Photo by: Bill Kinney
I recently got this question from an OutdoorLife.com reader Kyle Turner:
“What is thought to be the minimum foot-pounds of energy required to dispatch anything from whitetail deer to moose humanely and ethically?”
The most common figure thrown around when hunters discuss the energy required to ethically kill a whitetail is 1,000 ft.-lb. By this logic, at 1,000 ft.-lb. and above, you’re being ethical; your shot becomes questionable when the energy drops below this level. The problem here is that energy isn’t what kills an animal, making this line of reasoning nearly irrelevant.
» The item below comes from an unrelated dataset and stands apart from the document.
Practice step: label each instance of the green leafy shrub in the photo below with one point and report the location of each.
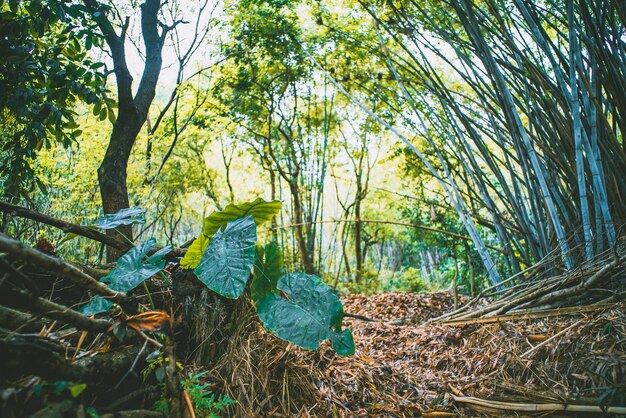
(296, 307)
What kills animals is the terminal ballistics of a projectile. This is the tissue disruption and damage to the vital circulatory, neurological, or respiratory system of the animal. As an example, it is more ethical to hit a whitetail with a 225-grain Barnes Expander bullet, which has a mere 600 ft.-lb. of energy at 75 yards, than with a 500-grain solid from a .470 Nitro Express, which has 4,000 ft.-lb. of energy at that range. The superior terminal ballistics of the Barnes bullet will dispatch the whitetail more swiftly than the solid bullet will.
So don’t get caught up with trying to achieve a particular level of impact energy with your hunting rounds. Instead, do some research into the terminal ballistics of the round you want to shoot and see whether the impact velocity at the ranges you plan to shoot at will give you the bullet performance you need.